Update Service Bus SLA to include a maximum delay for delivering messages
Today the SLA of 99.95% is too weak and doesn't include any maximum delay for delivering messages to consumers.
Because of an unhealthy partition I experienced getting several messages hours later than their ScheduledEnqueueTimeUtc suggested. I experienced several messages being consumed 8 hours later and creating chaos in the middle of the night (sending thousands of sms text messages in my case).
Here's the actual description of "downtime" in the Service Bus SLA:
"Downtime" is the total accumulated Deployment Minutes, across all Queues and Topics deployed by Customer in a given Microsoft Azure subscription, during which the Queue or Topic is unavailable. A minute is considered unavailable for a given Queue or Topic if all continuous attempts to send or receive Messages or perform other operations on the Queue or Topic throughout the minute either return an Error Code or do not result in a Success Code within five minutes.
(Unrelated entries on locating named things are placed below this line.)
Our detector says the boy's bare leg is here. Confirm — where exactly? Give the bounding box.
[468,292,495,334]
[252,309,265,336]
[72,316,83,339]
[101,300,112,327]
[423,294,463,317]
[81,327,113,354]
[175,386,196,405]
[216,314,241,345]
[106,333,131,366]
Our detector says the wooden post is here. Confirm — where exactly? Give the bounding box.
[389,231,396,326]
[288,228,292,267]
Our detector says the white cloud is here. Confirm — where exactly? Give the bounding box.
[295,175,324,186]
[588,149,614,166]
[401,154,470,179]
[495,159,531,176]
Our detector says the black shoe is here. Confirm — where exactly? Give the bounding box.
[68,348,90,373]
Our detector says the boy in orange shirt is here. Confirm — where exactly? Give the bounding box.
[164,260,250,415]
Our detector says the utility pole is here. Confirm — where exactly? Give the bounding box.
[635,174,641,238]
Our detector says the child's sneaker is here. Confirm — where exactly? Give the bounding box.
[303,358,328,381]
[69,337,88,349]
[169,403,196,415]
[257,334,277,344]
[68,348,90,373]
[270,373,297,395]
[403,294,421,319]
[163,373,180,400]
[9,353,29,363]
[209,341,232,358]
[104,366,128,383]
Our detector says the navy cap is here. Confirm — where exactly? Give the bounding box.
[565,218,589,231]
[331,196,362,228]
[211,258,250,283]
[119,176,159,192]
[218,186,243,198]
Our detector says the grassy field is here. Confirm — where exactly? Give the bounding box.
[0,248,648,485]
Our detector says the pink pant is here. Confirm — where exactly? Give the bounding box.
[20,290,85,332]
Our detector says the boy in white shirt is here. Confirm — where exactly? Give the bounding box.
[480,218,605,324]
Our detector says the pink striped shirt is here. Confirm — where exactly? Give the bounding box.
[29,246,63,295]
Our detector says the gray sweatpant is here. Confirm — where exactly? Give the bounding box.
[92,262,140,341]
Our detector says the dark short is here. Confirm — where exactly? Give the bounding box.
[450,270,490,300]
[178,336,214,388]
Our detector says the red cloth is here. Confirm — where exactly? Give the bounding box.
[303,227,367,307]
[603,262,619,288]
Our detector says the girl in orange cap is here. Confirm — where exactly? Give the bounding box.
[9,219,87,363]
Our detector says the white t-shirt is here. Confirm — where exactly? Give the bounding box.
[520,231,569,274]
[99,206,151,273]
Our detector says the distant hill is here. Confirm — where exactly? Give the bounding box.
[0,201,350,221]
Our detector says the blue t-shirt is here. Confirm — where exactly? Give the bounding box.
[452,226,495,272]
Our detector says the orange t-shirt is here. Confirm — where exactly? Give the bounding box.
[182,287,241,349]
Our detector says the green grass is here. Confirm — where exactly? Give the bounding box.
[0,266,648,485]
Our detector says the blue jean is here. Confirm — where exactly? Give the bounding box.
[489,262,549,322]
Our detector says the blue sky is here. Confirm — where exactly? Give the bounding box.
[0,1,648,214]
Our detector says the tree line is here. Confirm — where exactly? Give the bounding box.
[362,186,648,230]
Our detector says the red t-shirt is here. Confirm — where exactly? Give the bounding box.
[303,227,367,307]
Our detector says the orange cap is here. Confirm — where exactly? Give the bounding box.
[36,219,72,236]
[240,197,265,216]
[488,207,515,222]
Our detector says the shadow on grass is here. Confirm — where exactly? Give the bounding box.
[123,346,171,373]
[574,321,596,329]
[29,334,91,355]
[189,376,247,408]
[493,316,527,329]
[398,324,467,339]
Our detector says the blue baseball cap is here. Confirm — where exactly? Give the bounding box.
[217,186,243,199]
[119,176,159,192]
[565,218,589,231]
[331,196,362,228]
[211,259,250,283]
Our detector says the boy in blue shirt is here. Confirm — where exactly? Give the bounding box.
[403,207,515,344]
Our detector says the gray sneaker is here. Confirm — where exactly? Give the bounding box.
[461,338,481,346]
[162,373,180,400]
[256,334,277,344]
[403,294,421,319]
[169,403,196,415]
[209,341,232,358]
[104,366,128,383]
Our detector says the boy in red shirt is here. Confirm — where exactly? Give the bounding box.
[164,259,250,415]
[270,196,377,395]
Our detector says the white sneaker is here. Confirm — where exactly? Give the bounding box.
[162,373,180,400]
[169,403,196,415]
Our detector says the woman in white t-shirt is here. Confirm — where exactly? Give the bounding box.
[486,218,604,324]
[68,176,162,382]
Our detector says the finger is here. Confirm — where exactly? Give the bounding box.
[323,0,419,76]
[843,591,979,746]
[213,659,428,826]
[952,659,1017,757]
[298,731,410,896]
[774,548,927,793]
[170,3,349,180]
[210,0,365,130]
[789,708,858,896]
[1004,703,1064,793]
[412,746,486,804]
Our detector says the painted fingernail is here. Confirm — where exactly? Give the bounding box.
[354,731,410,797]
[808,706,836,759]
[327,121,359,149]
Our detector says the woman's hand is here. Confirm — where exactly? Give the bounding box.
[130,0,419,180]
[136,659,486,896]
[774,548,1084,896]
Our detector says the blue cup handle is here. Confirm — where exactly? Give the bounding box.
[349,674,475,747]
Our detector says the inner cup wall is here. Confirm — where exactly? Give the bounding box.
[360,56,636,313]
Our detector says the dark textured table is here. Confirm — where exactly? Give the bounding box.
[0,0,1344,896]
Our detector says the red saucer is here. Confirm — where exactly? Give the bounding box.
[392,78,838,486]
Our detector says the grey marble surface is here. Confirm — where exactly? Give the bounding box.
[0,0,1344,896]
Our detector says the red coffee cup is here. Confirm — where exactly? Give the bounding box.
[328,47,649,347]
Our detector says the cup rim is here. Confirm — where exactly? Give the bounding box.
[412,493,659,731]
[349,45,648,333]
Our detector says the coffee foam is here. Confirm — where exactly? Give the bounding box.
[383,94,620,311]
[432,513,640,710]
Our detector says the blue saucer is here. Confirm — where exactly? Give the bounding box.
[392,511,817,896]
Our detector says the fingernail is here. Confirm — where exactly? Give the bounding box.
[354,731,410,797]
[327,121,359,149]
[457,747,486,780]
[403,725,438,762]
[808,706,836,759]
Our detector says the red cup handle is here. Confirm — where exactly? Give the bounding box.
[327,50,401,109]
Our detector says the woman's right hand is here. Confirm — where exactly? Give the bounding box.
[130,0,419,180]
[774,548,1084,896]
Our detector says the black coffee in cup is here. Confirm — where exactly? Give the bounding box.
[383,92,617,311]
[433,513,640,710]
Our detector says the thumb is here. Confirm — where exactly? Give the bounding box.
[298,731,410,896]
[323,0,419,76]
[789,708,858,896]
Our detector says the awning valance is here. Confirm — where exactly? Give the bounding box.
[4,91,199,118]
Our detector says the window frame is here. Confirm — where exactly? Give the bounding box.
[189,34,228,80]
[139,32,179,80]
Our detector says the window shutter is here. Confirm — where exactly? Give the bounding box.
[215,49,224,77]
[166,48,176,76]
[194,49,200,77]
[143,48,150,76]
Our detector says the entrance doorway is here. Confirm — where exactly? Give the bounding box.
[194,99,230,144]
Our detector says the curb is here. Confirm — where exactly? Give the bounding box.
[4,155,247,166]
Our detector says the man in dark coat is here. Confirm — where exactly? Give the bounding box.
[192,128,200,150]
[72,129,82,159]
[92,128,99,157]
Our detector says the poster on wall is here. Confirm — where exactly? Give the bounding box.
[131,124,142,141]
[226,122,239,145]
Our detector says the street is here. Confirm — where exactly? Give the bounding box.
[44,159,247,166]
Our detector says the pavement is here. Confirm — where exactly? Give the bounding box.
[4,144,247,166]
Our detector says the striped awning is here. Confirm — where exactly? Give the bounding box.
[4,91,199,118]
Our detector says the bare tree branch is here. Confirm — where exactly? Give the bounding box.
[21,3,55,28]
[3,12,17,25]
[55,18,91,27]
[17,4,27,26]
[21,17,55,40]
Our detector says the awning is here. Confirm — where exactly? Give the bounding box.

There's not a single mention of how long messages can be delayed. In theory, it seems you could never receive it and still the SLA wouldn't have been broken.
This is extremely important as the Service Bus should be a reliable service that glues other componentes in your cloud architecture together. This is, by it's very definition, the most central component in a distributed cloud architecture. I can't see how Service Bus can be considered "reliable" without an SLA that states response times clearly.